Is Language Just Statistics

Many years ago, I attended a talk in which a researcher (in retrospect, probably a graduate student) was talking about some work she was doing on modeling learning. She mentioned that a colleague was very proud of a model he had put together in which he had a model world populated by model creatures which learned to avoid predators and find food.

She reported that he said, “Look, they are able to learn this without *any* input from the programmer. It’s all nurture, not nature.” She argued with him at length to point out that he had programmed into his model creatures the structures that allowed to them to learn. Change any of those parameters, and they ceased to learn.

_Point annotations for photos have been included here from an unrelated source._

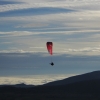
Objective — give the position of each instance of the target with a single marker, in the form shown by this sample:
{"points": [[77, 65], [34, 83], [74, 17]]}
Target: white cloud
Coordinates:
{"points": [[82, 4]]}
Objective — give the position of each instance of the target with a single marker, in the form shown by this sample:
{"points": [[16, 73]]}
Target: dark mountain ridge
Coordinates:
{"points": [[78, 78], [81, 87]]}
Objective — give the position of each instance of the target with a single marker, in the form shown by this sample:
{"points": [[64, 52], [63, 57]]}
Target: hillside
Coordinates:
{"points": [[80, 90]]}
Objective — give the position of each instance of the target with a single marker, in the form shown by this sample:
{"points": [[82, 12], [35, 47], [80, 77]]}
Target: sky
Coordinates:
{"points": [[26, 25]]}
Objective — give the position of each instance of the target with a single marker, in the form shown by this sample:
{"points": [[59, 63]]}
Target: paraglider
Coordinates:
{"points": [[50, 50]]}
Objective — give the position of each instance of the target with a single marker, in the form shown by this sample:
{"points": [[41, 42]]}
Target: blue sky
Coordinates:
{"points": [[26, 26]]}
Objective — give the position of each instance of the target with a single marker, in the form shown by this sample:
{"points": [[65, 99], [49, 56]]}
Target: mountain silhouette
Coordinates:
{"points": [[80, 87], [87, 76]]}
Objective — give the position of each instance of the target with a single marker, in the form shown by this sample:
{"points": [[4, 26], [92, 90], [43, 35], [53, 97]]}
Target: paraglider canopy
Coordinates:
{"points": [[52, 63], [49, 47]]}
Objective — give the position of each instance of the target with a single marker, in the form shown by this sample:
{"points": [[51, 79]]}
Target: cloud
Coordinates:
{"points": [[5, 2], [35, 11]]}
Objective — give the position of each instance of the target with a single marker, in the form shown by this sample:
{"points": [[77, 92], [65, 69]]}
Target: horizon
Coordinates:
{"points": [[26, 26]]}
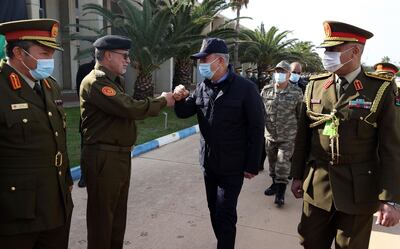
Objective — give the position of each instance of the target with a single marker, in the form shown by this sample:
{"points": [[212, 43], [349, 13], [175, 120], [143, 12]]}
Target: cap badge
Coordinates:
{"points": [[328, 31]]}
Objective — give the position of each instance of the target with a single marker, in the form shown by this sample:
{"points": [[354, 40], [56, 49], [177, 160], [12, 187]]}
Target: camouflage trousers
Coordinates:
{"points": [[279, 154]]}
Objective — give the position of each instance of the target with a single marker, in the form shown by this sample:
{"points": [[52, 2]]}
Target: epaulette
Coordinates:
{"points": [[378, 76], [267, 86], [320, 76], [99, 73]]}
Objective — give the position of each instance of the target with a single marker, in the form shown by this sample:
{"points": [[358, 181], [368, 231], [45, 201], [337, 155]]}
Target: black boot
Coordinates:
{"points": [[280, 194], [272, 189]]}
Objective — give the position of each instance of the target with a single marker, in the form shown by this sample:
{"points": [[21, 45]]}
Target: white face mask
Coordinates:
{"points": [[279, 77], [294, 77], [331, 60]]}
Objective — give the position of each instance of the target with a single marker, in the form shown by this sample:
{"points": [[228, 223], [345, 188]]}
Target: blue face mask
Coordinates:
{"points": [[44, 68], [279, 77], [294, 77], [205, 69]]}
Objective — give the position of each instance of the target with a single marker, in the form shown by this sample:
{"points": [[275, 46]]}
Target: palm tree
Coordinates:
{"points": [[309, 58], [149, 24], [237, 5], [194, 18], [266, 49]]}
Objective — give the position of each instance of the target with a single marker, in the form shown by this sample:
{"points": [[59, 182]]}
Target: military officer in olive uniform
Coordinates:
{"points": [[386, 69], [109, 132], [346, 160], [35, 179]]}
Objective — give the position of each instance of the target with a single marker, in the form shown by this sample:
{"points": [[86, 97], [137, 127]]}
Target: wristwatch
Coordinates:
{"points": [[393, 204]]}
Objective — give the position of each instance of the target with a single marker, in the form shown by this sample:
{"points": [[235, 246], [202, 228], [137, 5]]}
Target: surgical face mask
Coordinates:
{"points": [[294, 77], [205, 69], [279, 78], [44, 68], [331, 60]]}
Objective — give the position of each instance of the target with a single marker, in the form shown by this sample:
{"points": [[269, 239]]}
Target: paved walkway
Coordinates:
{"points": [[167, 208]]}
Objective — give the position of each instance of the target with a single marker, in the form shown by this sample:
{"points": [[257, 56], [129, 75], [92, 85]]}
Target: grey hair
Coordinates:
{"points": [[224, 56], [99, 54]]}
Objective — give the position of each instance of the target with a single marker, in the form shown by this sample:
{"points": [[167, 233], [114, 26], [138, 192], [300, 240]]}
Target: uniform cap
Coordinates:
{"points": [[385, 67], [43, 31], [337, 33], [211, 46], [283, 65], [110, 42]]}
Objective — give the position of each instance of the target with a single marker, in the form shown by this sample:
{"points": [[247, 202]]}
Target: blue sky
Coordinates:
{"points": [[305, 19]]}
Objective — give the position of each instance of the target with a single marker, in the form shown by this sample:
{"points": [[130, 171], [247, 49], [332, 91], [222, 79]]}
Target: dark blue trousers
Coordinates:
{"points": [[222, 195]]}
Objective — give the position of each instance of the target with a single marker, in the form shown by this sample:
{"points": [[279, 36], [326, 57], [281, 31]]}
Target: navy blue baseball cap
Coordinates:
{"points": [[211, 46]]}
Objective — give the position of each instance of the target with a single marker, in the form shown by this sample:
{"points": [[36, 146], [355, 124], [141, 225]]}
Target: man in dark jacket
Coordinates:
{"points": [[230, 115]]}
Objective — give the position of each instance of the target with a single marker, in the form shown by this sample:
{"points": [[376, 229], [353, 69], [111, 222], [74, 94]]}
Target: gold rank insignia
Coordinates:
{"points": [[328, 83], [108, 91], [14, 81], [54, 30], [358, 85]]}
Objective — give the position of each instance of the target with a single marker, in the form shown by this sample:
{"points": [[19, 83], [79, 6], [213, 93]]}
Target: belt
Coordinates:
{"points": [[346, 159], [109, 147]]}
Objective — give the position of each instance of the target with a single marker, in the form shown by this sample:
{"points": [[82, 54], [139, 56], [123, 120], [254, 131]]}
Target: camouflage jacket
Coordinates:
{"points": [[281, 109]]}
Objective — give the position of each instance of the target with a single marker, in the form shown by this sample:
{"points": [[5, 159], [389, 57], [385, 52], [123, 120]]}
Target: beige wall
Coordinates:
{"points": [[66, 67]]}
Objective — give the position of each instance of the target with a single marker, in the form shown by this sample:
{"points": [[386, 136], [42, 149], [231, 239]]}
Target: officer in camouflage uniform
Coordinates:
{"points": [[109, 132], [35, 179], [282, 100], [346, 159]]}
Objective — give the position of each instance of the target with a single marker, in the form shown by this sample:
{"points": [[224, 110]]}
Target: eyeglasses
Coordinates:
{"points": [[125, 55]]}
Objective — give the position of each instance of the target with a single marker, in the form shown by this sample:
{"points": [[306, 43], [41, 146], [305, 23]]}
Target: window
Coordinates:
{"points": [[42, 9]]}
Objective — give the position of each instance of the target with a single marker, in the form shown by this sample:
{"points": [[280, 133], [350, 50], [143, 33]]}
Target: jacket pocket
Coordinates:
{"points": [[308, 176], [18, 197], [231, 110], [20, 125], [232, 157], [364, 182]]}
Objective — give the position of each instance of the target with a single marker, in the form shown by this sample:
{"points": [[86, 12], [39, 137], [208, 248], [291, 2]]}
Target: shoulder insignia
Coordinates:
{"points": [[358, 85], [328, 83], [378, 76], [108, 91], [15, 82], [47, 84], [320, 76], [99, 73]]}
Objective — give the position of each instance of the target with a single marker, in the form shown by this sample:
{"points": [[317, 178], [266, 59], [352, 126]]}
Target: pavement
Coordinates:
{"points": [[167, 208]]}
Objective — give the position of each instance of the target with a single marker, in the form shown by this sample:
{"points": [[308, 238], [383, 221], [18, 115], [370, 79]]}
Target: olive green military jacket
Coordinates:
{"points": [[34, 166], [108, 113], [368, 166]]}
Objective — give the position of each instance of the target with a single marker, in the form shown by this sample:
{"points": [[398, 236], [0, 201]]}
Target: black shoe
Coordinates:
{"points": [[271, 190], [280, 194], [82, 182]]}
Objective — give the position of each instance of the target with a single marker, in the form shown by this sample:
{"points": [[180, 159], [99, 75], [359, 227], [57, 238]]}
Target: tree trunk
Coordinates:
{"points": [[183, 72], [236, 48], [143, 86]]}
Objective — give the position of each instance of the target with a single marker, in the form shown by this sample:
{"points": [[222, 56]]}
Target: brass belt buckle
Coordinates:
{"points": [[58, 159]]}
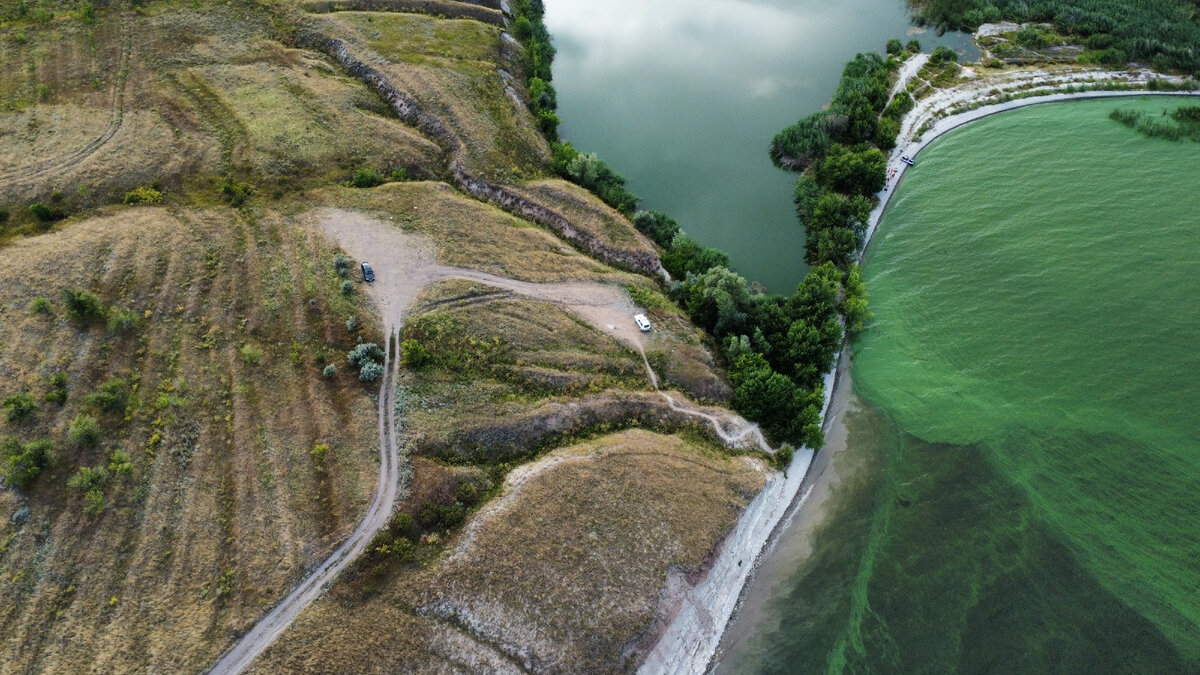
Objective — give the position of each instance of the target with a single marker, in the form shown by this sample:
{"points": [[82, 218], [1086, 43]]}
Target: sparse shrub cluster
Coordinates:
{"points": [[40, 305], [121, 321], [58, 393], [235, 192], [90, 481], [45, 214], [367, 357], [366, 178], [84, 429], [112, 396], [413, 353], [1180, 124], [341, 264], [1162, 33], [21, 464], [83, 305], [18, 407], [143, 195], [251, 354]]}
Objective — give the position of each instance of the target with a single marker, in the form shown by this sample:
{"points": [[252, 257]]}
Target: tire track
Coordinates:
{"points": [[117, 118], [271, 626]]}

There are a number of researchers in the field of language who, impressed by the success of statistical-learning models, argue that much or all of language learning can be accomplished by simply noticing statistical patterns in language. For instance, there is a class of words in English that tend to follow the word “the.” A traditional grammarian might call these “nouns,” but this becomes unnecessary when using statistics.

There are many variants of this approach, some more successful than others. Some are more careful in their claims (one paper, I recall, stated strongly that the described model did away with not only grammatical rules, but words themselves).

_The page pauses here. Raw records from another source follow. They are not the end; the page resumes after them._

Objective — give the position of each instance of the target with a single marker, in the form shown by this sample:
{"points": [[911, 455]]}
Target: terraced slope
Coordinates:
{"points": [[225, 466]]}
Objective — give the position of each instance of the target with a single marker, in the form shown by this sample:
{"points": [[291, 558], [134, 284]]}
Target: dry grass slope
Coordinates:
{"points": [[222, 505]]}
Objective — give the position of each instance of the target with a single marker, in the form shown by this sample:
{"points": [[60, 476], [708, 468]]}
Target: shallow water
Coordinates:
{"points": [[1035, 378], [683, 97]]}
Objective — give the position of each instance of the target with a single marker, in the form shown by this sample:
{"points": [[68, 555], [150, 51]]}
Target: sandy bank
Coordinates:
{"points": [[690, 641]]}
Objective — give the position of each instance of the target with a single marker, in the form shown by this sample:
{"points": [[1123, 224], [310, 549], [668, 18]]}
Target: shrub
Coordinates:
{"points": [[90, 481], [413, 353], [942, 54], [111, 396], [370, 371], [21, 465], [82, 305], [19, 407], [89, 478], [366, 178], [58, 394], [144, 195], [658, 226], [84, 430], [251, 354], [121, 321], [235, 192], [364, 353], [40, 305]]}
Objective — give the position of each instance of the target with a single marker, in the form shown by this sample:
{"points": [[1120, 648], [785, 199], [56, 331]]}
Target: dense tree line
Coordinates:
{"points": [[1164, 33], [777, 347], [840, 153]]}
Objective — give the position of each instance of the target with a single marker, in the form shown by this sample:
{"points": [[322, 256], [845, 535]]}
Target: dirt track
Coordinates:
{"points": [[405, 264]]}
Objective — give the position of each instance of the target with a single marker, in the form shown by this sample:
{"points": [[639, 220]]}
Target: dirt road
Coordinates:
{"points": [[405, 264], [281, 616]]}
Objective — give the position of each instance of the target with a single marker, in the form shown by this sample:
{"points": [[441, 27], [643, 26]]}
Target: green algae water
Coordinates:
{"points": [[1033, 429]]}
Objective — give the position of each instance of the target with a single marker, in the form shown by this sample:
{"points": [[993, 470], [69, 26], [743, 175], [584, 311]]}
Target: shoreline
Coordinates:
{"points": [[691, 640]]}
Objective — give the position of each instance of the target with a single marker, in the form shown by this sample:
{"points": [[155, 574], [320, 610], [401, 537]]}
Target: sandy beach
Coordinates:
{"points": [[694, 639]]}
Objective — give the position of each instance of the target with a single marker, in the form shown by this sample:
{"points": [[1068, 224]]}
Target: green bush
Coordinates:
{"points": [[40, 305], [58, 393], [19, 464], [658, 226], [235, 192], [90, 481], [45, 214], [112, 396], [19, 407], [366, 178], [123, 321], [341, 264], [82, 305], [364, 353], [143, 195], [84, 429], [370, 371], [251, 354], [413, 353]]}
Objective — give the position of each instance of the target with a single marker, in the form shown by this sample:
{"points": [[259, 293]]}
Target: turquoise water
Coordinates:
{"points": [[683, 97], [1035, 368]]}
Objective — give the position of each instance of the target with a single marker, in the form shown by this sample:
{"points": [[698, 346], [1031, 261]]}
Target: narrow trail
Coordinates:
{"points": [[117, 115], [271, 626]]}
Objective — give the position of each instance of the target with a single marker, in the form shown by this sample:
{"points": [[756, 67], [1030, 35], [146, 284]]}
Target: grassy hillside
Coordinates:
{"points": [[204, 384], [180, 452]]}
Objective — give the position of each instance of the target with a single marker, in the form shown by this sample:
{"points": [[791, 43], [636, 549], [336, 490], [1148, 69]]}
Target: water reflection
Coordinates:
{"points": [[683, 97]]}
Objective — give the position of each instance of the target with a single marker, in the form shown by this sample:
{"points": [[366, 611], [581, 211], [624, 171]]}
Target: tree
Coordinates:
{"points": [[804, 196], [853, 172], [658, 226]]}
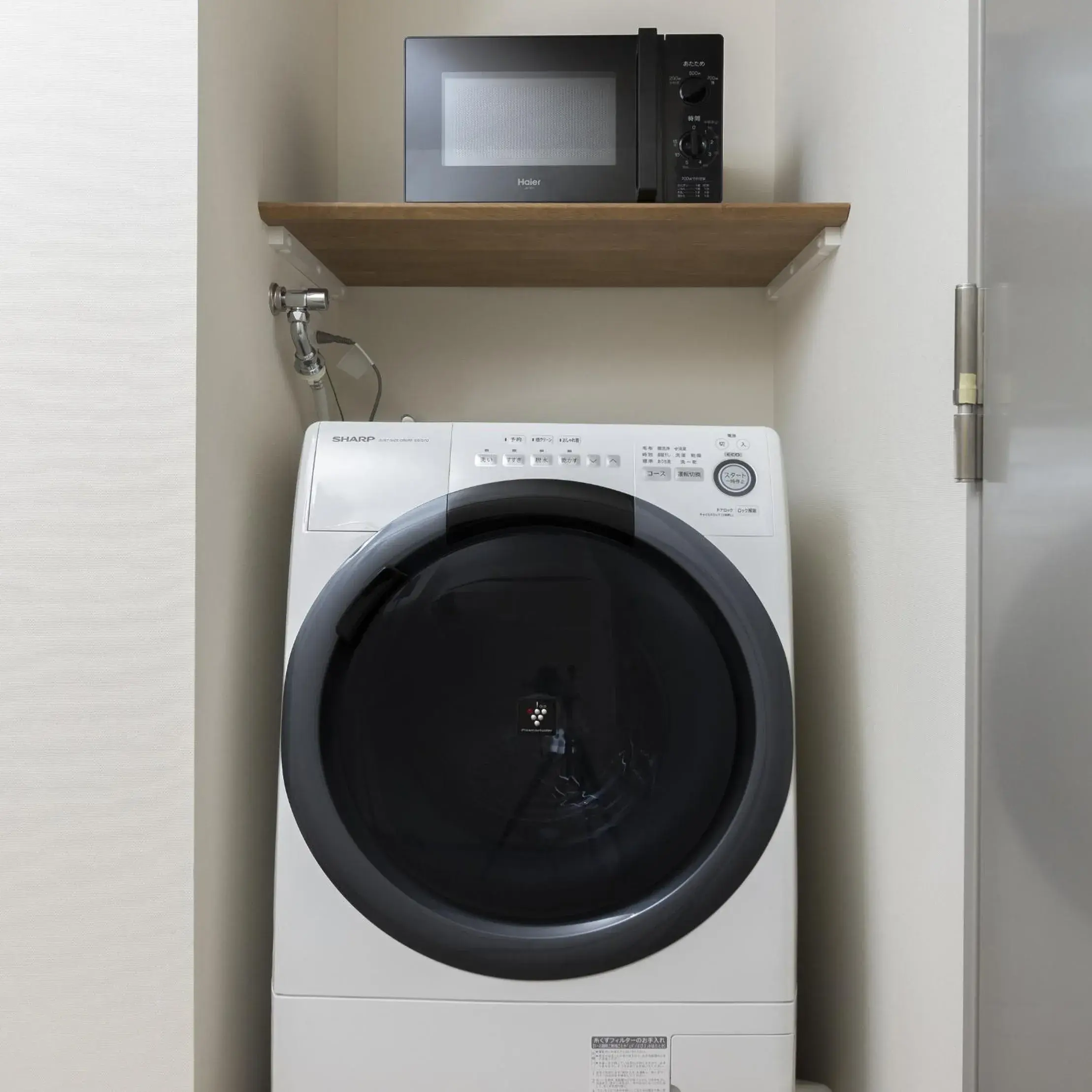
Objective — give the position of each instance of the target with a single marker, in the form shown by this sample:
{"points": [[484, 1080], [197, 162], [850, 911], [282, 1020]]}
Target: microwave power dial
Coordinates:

While I am impressed by much of the work that has come out of this approach, I don’t think it can ever do away with complex (possibly innate) structure. The anecdote above is an argument by analogy. Here is a great extended quote from Language Learnability and Language Development, Steven Pinker’s original, 1984 foray into book writing:

As I argued in Pinker (1979), in most distributional learning procedures there are vast numbers of properties that a learner could record, and since the child is looking for correlations among these properties, he or she faces a combinatorial explosion of possibilities. For example, he or she could record of a given word that it occurs int eh first (or second, or third, or nth) position in a sentence, that it is to the left (or right) of word X or word Y or …, or that it is to the left of the word sequence WXYZ, or that it occurs n the same sentence with word X (or words X, Y, Z, or some subset of them), and so on. Adding semantic and inflectional information to the space of possibilities only makes the explosion more explosive. To be sure, the inappropriate properties will correlate with no others and hence will eventually be ignored, leaving only the appropriate grammatical properties, but only after astronomical amounts of memory space, computation, or both.

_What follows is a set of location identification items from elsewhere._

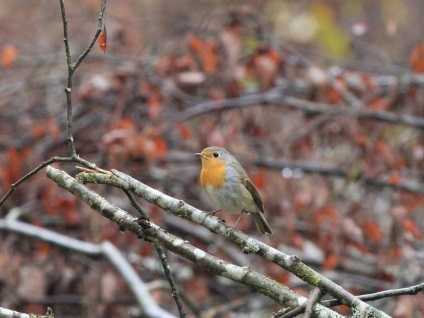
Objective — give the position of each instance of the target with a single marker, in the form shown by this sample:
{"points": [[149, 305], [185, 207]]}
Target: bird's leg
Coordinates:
{"points": [[232, 228], [210, 213]]}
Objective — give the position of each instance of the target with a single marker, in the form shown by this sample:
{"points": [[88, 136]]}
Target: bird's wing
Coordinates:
{"points": [[255, 194]]}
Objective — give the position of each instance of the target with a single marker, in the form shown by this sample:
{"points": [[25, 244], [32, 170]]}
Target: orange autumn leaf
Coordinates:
{"points": [[9, 54], [412, 228], [416, 59], [373, 231], [258, 179], [102, 39], [184, 131], [206, 52], [13, 170], [394, 179], [330, 262]]}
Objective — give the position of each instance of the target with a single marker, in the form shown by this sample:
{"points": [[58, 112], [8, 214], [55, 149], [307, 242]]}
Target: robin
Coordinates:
{"points": [[228, 186]]}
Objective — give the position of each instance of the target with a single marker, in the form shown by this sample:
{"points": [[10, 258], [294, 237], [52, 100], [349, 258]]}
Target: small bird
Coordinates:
{"points": [[228, 186]]}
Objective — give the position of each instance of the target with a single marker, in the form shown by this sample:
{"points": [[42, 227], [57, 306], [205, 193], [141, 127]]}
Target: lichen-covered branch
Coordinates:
{"points": [[151, 232], [246, 243]]}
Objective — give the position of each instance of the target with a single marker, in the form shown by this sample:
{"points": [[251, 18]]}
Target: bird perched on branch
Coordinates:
{"points": [[228, 186]]}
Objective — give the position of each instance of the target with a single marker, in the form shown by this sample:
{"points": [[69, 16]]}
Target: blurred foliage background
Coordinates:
{"points": [[343, 191]]}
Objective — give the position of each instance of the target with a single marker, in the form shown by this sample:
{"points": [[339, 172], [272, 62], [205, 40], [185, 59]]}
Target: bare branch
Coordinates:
{"points": [[412, 290], [280, 97], [151, 232], [246, 243]]}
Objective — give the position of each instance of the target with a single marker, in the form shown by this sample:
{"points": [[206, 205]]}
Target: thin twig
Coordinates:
{"points": [[314, 297], [280, 97], [152, 232], [243, 241], [161, 252], [73, 156], [73, 67], [14, 186], [412, 290]]}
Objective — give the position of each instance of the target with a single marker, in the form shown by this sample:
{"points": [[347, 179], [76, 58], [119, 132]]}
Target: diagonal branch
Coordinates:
{"points": [[162, 257], [246, 243], [105, 249], [281, 97], [151, 232]]}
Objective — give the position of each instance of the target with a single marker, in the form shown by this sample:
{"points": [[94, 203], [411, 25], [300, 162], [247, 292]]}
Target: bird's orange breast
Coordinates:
{"points": [[213, 173]]}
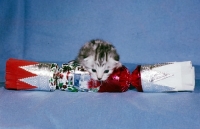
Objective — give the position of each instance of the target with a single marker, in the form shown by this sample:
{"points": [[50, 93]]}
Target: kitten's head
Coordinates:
{"points": [[100, 58], [100, 70]]}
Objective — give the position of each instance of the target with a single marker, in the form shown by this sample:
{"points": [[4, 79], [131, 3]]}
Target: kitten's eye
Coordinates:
{"points": [[93, 70], [106, 71]]}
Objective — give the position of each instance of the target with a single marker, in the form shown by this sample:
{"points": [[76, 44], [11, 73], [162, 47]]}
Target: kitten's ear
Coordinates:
{"points": [[118, 64], [85, 59]]}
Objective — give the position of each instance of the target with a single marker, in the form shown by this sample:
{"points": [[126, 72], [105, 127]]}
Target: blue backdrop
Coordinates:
{"points": [[143, 31]]}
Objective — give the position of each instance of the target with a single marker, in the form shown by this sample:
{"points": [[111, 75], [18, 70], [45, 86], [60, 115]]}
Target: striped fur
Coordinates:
{"points": [[99, 58]]}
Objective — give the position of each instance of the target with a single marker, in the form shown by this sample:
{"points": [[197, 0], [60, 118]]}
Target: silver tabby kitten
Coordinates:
{"points": [[99, 58]]}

In any case, most of these properties should be eliminated by an astute learner as being inappropriate to learning a human language in the first place. For example, there is no linguistic phenomenon in any language that is contingent upon a word’s occupying the third serial position in a sentence, so why bother testing for one? Testing for correlations among irrelevant properties is not only wasteful but potentially dangerous, since many spurious correlations will arise in local samples of the input. For example, the child could hear the sentences John eats meat, John eats slowly, and the meat is good and then conclude that the slowly is good is a possible English sentence.

Ultimately, a pure-statistics model still has to decide what regularities to keep track of and what to ignore, and that requires at least some innate structure. It probably also requires fairly complex grammatical structures, whether learned or innate.